The undersigned, for the purposes hereinafter stated, under and pursuant to the provisions of the General Corporation Law of Delaware, does hereby certify as follows:
FIRST: The name of the Corporation is:
HT - NEW DULLES AIRPORT HOTEL, INC.
SECOND: The Registered Office of the Corporation is to be located at 32 Loockerman Square, Suite L-100, in the City of Dover, in the County of Kent, in the State of Delaware. The name of its Registered Agent at that address is The Prentice-Hall Corporation System, Inc.
THIRD: The purpose of the Corporation is to engage in any lawful act or activity for which Corporations may be organized under the General Corporation Law of Delaware.
FOURTH: The total number of shares which the Corporation shall have authority to issue is one hundred (100), all of which are classified as common stock without par value.
FIFTH: The original by-laws of the Corporation may be adopted by the sole incorporator named herein, or by the initial directors of the Corporation.

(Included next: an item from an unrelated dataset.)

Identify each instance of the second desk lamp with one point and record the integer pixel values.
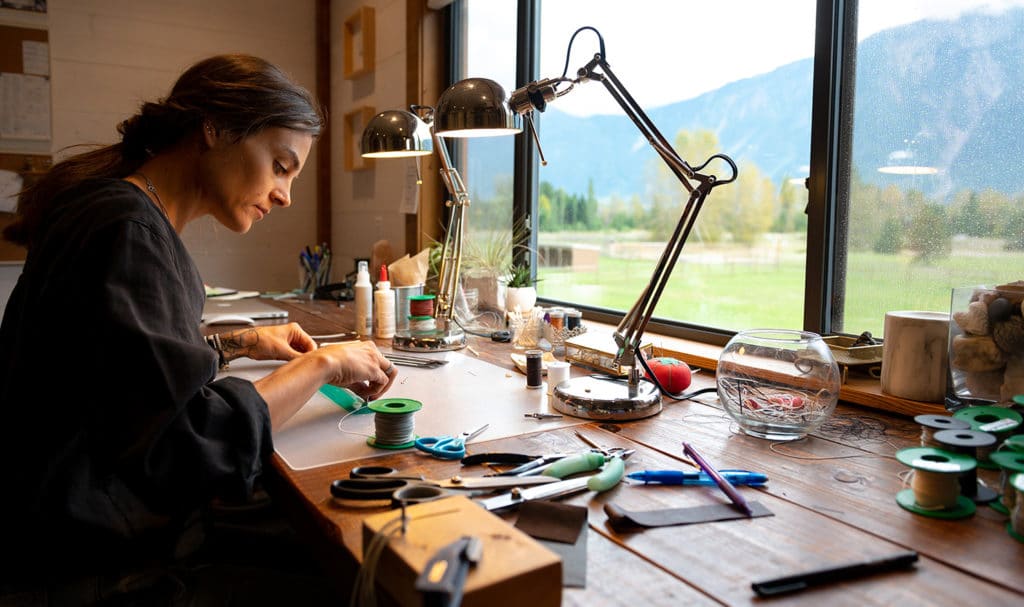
(471, 107)
(592, 397)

Thereafter, in furtherance and not in limitation of the powers conferred by the laws of the State of Delaware, the Board of Directors and/or the stockholders of the Corporation are expressly empowered to make, alter, amend or repeal by-laws in the manner to be determined by the terms of the by-laws of the Corporation then in existence.
SIXTH: The name and mailing address of the sole incorporator is Jean Santore, c/o Hyatt Corporation, 200 W. Madison, Chicago, Illinois 60606.
SEVENTH: The Corporation shall have perpetual existence.
EIGHTH: The Corporation shall, to the full extent permitted by Section 145 of the Delaware General Corporation Law, as amended from time to time, indemnify all persons whom it may indemnify pursuant thereto.
NINTH: The personal liability of the directors of the Corporation is hereby eliminated to the fullest extent permitted by Paragraph (7) of Subsection (b) of Section 102 of the General Corporation Law of the State of Delaware, as the same may be amended and supplemented.
IN WITNESS WHEREOF, the undersigned does make this Certificate hereby declaring and certifying that the facts herein stated are true and accordingly, has hereunto set her hand and seal this 10th day of November, 1993.
| /s/ Jean Santore |
| Jean Santore |
CERTIFICATE OF AMENDMENT
OF
CERTIFICATE OF INCORPORATION
OF
HT — NEW DULLES AIRPORT HOTEL, INC.
Adopted in accordance with the provisions of
Section 242 of the General Corporation Law
of the State of Delaware
I, Jean Santore, Assistant Secretary of HT — NEW DULLES AIRPORT HOTEL, INC., a Corporation existing under the laws of the State of Delaware, do hereby certify as follows:
FIRST: That the name of the Corporation is HT — NEW DULLES AIRPORT HOTEL, INC.
SECOND: That the Certificate of Incorporation of the Corporation was filed by the Secretary of State of Delaware on the 15th day of November, 1993.
THIRD: That the Certificate of Incorporation of said Corporation has been amended to read as follows:
By striking out the whole of Article First hereof as it now exists and inserting in lieu and instead thereof a new Article First, reading as follows:
“FIRST: The name of the Corporation is:
HTS-LAKE TAHOE, INC.”
FOURTH: That such amendment has been duly adopted in accordance with provisions of the General Corporation Law of the State of Delaware by the unanimous written consent of the holders of all outstanding shares entitled to vote.
IN WITNESS WHEREOF, the undersigned declares and certifies that the facts herein stated are true and has hereunto set her hand and seal as of this 7th day of June, 1995.